Mayer-Schönberger, Viktor. 1997. "Generational Development of Data Protection in Europe." In Technology and Privacy: The New Landscape, Eds. Agre, Phillip E. and Marc Rotenberg. Cambridge, MA: The MIT Press. 219-242.

Ch.8 Generational Development of Data Protection in Europe

Viktor Mayer-Schönberger

Data-protection: The right to control one’s own data.

Data-protection became apart of European nations’s framework since 1970s, but iti is the individual who needs protection.

Signal for the problem of informational privacy was the EU legislation passed in 1995 directing its member states to enact specific data-protection norms. In the past, data-protection issues were mostly national, but recently it is becoming increasingly international with the demand for cross-border flows of information and a single European data-protection regime. Analyzing the norms across European nations can provide similarities in the systems.

First Generation: Data-protection norms

The first data-protection laws were enacted in response to the emergence of electronic data processing within government and large corporations. Attempts to counter dim visions of an unavoidably approaching Brave New World. Plans to centralize all personal data files in gigantic national data banks.

Directions toward centralized data banks:

Data-protection Law of the German State of Hesse (1970)

Swedish Data Act (1973)

Data-protection Statute of the German State of Rheinland-Pfalz (1974)

German and Austrian proposals for Data-protection Act (1974)

Data-protection focuses on the function of data processing in society and not the protection of individual privacy.
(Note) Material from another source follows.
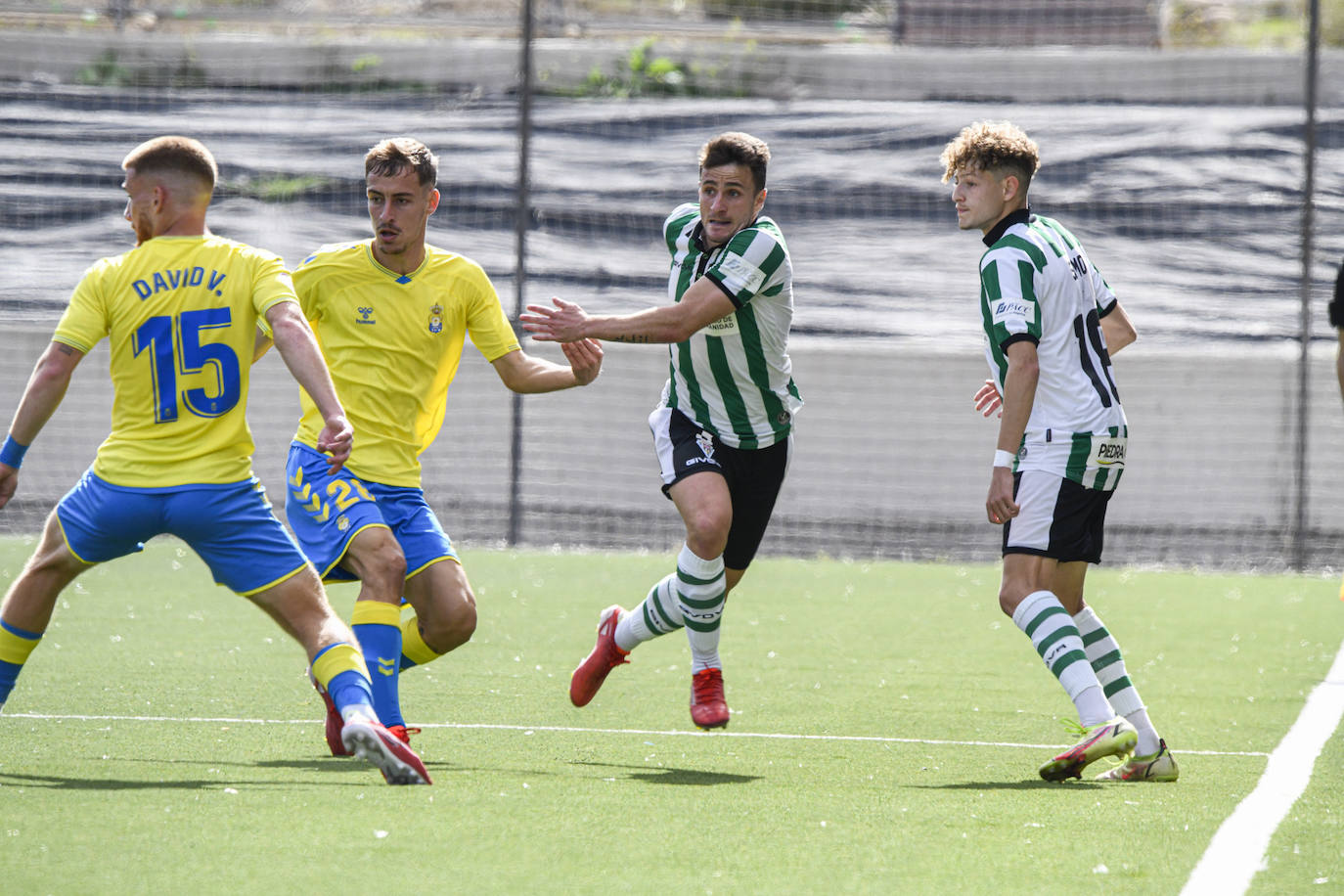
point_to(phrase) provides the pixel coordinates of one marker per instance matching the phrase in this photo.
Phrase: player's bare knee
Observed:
(452, 630)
An attempt to tame technology.

Second Generation: Warding off more and different offenders

Data-protection focuses on the individual rights (right to be let alone, right to protect personal intimate space). Technical jargon was removed and norms were less linked to stages of technology. Decision power was given to the individual to choose what data would be used for what purposes. International data exchange was first handled, though based on "rules of reciprocity." Data-protection institutions not only investigated data-protection offenses, but help citizens enforce their rights. Citizens were forced to choose between societal exclusion or open data exchange.
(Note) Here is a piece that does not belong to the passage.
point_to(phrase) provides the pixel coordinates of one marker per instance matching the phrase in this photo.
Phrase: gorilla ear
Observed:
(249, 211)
Directions toward individual rights:

French Data-protection Statute

Austrian Data-protection Statute

Danish Data-protection Statute

Norwegian Data-protection Statute

Third Generation: The Right to Information Self-Determination

"The basic right of the individual to determine the release and use of his own personal data." (pg. 229)

Government must explain why the requested data is needed and "what… consequences…denial of consent to processing might entail." (pg.230)
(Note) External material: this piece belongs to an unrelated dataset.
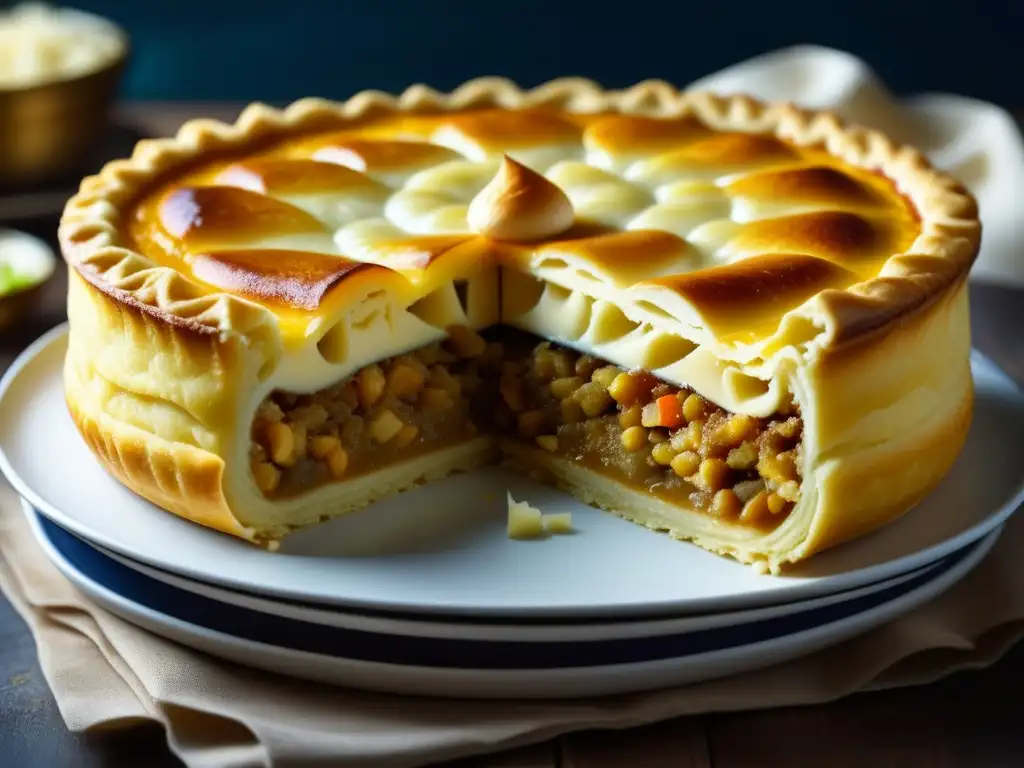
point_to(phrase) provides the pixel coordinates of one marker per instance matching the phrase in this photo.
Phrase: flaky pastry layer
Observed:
(755, 252)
The problem to be addressed is: Efficiency increase and mobility of data security measures. Norms are that of the individual right to self-determination and the belief that citizens would exercise this right. Data-protection remained a minority privilege that were both economically and socially.

Directions toward Individual Self-determination:

German States’ Data-protection Statutes

Amendment to the Austrian Data-protection Law

Norwegian Data-protection Act

Constitutional provision in the Netherlands

Finnish Persons Register Act of 1987

Fourth Generation: Holistic and Sectoral Perspectives

Norms: 1)equalize bargaining positions and 2)legislators subject some freedoms to mandatory legal protection. Advocacy and adjudication became separate. Individual participation.

1995 European Union Directive calls for codes of conduct for data-protection.